Um a um, os secretários de saúde dos 295 municípios de SC estão recebendo um telefonema onde respondem 14 perguntas sobre a vacinação dos seus municípios.

Nesta quarta-feira (3), o levantamento da FECAM já reúne informações de 210, dos 295 municípios do Estado. A meta inicial era concluir o trabalho até quinta-feira (4), mas essa ideia foi flexibilizada e o relatório deve ser concluído até a sexta-feira (5).

Jailson Lima, consultor de saúde da FECAM, coordena levantamento sobre a vacinação em SCJailson Lima, consultor de saúde da FECAM, disse que até sexta-feira (5), a federação conclui levantamento sobre a vacinação nos municípios de SC – Foto: Solon Soares/Agência AL/ND

Além do quantitativo de doses, eles também respondem quais vacinas receberam e como está a organização da estrutura e logística para a aplicação. Quatro pessoas da FECAM estão nessa tarefa e, até o momento, somente cinco secretários se negaram a passar as informações.

Intenção é dar mais velocidade a vacinação no Estado

Depois que a federação colocar a mão nos dados, a ideia é realizar videoconferências com os secretários de saúde e equipes responsáveis, segundo o consultor de saúde da FECAM, Jailson Lima, que também é médico reumatologista e especialista em saúde pública.

A ideia é levantar demandas e agilizar questões com o Governo do Estado, responsável pelo recebimento das vacinas, via Ministério da Saúde, e também pela distribuição aos municípios catarinenses.

“Nesse período em que as vacinas estão nas geladeiras, elas não estão chegando aos ombros, significa que tem gente se contaminando e, com certeza, levando gente para hospital, UTI, gerando óbito por não terem sido vacinados”, lamentou Jailson.

“Vacinação deve avançar nos municípios mais rápidos”

Na opinião do consultor em saúde da FECAM, municípios que não usaram nem a metade das doses recebidas não têm que receber mais vacinas agora. Segundo ele, devem receber aqueles em que a vacinação está mais rápida e também onde existe mais risco de contaminação.

“Os idosos que estão na escala agora, são os idosos que estão em albergues, em hospitais e nem esses estão sendo vacinados. Tem coisa errada e essa informação a Secretaria não tem”, questiona.

O grande objetivo da FECAM é dar mais celeridade ao processo de vacinação no Estado.
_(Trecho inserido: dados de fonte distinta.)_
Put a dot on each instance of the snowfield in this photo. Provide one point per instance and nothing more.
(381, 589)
As entrevistas com os secretários de saúde dos municípios são realizadas por grupo: primeiramente as cidades com até 2500 habitantes, depois aquelas com 2500 a 5 mil e assim sucessivamente.
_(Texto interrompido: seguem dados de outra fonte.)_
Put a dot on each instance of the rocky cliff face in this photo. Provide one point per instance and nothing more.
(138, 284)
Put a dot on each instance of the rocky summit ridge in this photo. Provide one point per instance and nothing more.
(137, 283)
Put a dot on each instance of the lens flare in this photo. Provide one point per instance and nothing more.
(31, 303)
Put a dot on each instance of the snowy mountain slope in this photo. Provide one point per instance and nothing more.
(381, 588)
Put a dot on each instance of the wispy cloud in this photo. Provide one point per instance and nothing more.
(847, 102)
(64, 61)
Tudo isso para entender a característica de cada um e saber onde está a maior defasagem da vacinação. Segundo Lima, quanto menor o município, mais difícil. O levantamento também servirá para saber o nível de orientação que é preciso dar e a quem.

“Temos cinco que se negaram a dar informação, de cidades pequenas, eu concluo que é porque não cumpriram a missão de casa e vamos falar com o prefeito, que precisa saber sobre a gestão do seu secretário”, disse Lima.
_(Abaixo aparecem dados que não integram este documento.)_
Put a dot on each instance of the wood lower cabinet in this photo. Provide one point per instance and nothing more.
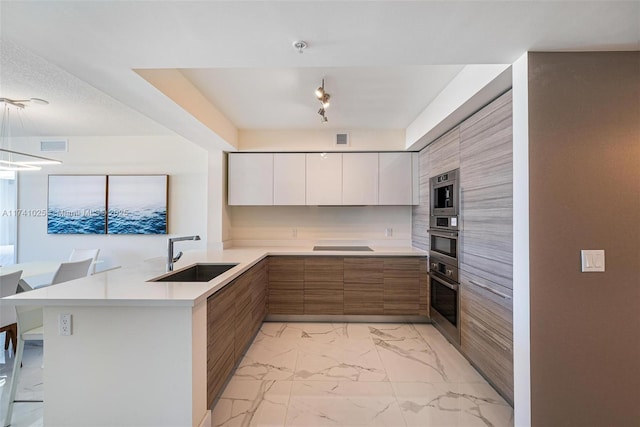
(364, 285)
(286, 285)
(334, 285)
(323, 285)
(220, 341)
(234, 315)
(402, 285)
Ele ressaltou, no entanto, que a ideia “não é criar constrangimentos, mas sim entendimento”. Com o relatório em mãos, o próximo passo será organizar as videoconferências, novamente, por grupo de municípios, considerando número de habitantes, ou seja, reunindo gestores de saúde de cidades com dificuldades similares.

Ritmo de vacinação desacelerou para todas as doenças

Jailson também está preocupado com outra questão. Segundo ele, há uma queda no índice de vacinação no Estado, pensando não apenas nos imunizantes da Covid-19, mas de todas as doenças.

“Se pegarmos nos últimos dez anos, 2020 foi o pior ano de vacinação no Brasil. Está caindo o nível de cobertura de todas as vacinas e isso, um pouco, é fruto do negacionismo” apontou.